Choice of anesthesia and data analysis method strongly increases sensitivity of 18F-FDG PET imaging during experimental epileptogenesis.
PurposeAlterations in brain glucose metabolism detected by 2-deoxy-2-[18F]-fluoro-D-glucose (18F-FDG) positron emission tomography (PET) may serve as an early predictive biomarker and treatment target for epileptogenesis. Here, we aimed to investigate changes in cerebral glucose metabolism before induction of epileptogenesis, during epileptogenesis as well as during chronic epilepsy. As anesthesia is usually unavoidable for preclinical PET imaging and influences the distribution of the radiotracer, four different protocols were compared.

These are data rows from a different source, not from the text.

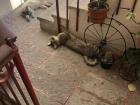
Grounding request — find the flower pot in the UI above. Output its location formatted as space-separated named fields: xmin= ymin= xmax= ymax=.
xmin=88 ymin=2 xmax=109 ymax=24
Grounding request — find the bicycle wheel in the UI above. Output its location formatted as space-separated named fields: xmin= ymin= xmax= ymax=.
xmin=84 ymin=23 xmax=126 ymax=57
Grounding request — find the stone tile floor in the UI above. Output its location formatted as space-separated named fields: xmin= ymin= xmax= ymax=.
xmin=1 ymin=0 xmax=140 ymax=105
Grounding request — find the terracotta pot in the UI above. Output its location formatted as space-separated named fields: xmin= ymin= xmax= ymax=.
xmin=135 ymin=37 xmax=140 ymax=48
xmin=88 ymin=2 xmax=109 ymax=24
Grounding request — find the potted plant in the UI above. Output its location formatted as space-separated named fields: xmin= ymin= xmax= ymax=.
xmin=127 ymin=12 xmax=140 ymax=48
xmin=88 ymin=0 xmax=109 ymax=24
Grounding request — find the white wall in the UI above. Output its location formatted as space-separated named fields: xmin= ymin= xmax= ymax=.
xmin=0 ymin=0 xmax=24 ymax=18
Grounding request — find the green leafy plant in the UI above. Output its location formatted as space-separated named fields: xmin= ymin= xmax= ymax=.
xmin=126 ymin=12 xmax=140 ymax=37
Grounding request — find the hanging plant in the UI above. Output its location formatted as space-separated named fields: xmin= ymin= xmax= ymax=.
xmin=88 ymin=0 xmax=109 ymax=24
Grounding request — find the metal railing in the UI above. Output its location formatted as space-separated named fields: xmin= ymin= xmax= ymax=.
xmin=0 ymin=41 xmax=40 ymax=105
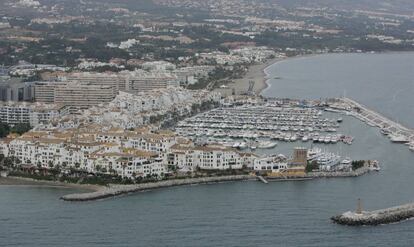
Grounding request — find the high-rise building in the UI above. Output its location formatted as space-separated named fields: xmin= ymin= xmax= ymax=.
xmin=34 ymin=81 xmax=66 ymax=103
xmin=66 ymin=72 xmax=126 ymax=94
xmin=54 ymin=82 xmax=115 ymax=112
xmin=0 ymin=79 xmax=33 ymax=102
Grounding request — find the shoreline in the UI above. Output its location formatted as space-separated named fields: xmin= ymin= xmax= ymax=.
xmin=0 ymin=164 xmax=371 ymax=202
xmin=0 ymin=176 xmax=105 ymax=191
xmin=60 ymin=166 xmax=371 ymax=202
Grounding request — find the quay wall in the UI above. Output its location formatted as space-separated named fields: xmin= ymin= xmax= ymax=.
xmin=331 ymin=203 xmax=414 ymax=226
xmin=61 ymin=167 xmax=370 ymax=201
xmin=61 ymin=175 xmax=255 ymax=201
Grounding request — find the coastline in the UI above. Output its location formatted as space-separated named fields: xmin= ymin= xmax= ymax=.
xmin=214 ymin=54 xmax=323 ymax=96
xmin=0 ymin=176 xmax=104 ymax=192
xmin=60 ymin=166 xmax=371 ymax=202
xmin=214 ymin=57 xmax=288 ymax=96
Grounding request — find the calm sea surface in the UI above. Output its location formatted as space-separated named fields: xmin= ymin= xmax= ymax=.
xmin=0 ymin=53 xmax=414 ymax=247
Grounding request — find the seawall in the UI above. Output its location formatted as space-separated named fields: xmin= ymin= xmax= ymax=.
xmin=61 ymin=175 xmax=255 ymax=201
xmin=331 ymin=203 xmax=414 ymax=226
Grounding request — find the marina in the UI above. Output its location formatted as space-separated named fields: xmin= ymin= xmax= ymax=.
xmin=176 ymin=101 xmax=354 ymax=150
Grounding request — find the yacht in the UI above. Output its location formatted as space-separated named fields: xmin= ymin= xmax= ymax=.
xmin=389 ymin=134 xmax=409 ymax=143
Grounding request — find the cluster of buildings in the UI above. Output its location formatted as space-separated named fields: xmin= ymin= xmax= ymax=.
xmin=199 ymin=46 xmax=285 ymax=66
xmin=0 ymin=124 xmax=256 ymax=179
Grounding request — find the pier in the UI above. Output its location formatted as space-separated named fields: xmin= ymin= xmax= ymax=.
xmin=331 ymin=203 xmax=414 ymax=226
xmin=330 ymin=98 xmax=414 ymax=146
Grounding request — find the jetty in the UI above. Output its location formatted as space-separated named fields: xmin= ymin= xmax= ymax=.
xmin=331 ymin=203 xmax=414 ymax=226
xmin=330 ymin=98 xmax=414 ymax=144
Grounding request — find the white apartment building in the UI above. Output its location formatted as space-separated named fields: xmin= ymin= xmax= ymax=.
xmin=167 ymin=144 xmax=246 ymax=171
xmin=54 ymin=82 xmax=115 ymax=111
xmin=0 ymin=102 xmax=66 ymax=127
xmin=254 ymin=156 xmax=288 ymax=173
xmin=65 ymin=72 xmax=126 ymax=95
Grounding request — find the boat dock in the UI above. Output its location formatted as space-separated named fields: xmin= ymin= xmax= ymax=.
xmin=331 ymin=203 xmax=414 ymax=226
xmin=257 ymin=176 xmax=269 ymax=184
xmin=175 ymin=102 xmax=353 ymax=149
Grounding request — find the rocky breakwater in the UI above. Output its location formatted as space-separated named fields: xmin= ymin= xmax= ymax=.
xmin=61 ymin=175 xmax=255 ymax=201
xmin=331 ymin=203 xmax=414 ymax=226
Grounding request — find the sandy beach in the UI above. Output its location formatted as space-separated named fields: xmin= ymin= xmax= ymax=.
xmin=215 ymin=58 xmax=286 ymax=96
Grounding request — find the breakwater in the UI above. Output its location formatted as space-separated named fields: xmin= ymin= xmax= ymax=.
xmin=331 ymin=98 xmax=414 ymax=145
xmin=331 ymin=203 xmax=414 ymax=226
xmin=61 ymin=175 xmax=255 ymax=201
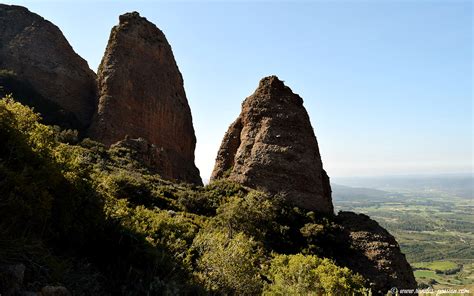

ProceduresWe investigated 18F-FDG uptake phase in conscious rats followed by a static scan as well as dynamic scans under continuous isoflurane, medetomidine-midazolam-fentanyl (MMF), or propofol anesthesia. Furthermore, we applied different analysis approaches: atlas-based regional analysis, statistical parametric mapping, and kinetic analysis.
ResultsAt baseline and compared to uptake in conscious rats, isoflurane and propofol anesthesia resulted in decreased cortical 18F-FDG uptake while MMF anesthesia led to a globally decreased tracer uptake. During epileptogenesis, MMF anesthesia was clearly best distinctive for visualization of prominently increased glucometabolism in epilepsy-related brain areas. Kinetic modeling further increased sensitivity, particularly for continuous isoflurane anesthesia. During chronic epilepsy, hypometabolism affecting more or less the whole brain was detectable with all protocols.
ConclusionThis study reveals evaluation of anesthesia protocols for preclinical 18F-FDG PET imaging as a critical step in the study design. Together with an appropriate data analysis workflow, the chosen anesthesia protocol may uncover otherwise concealed disease-associated regional glucometabolic changes.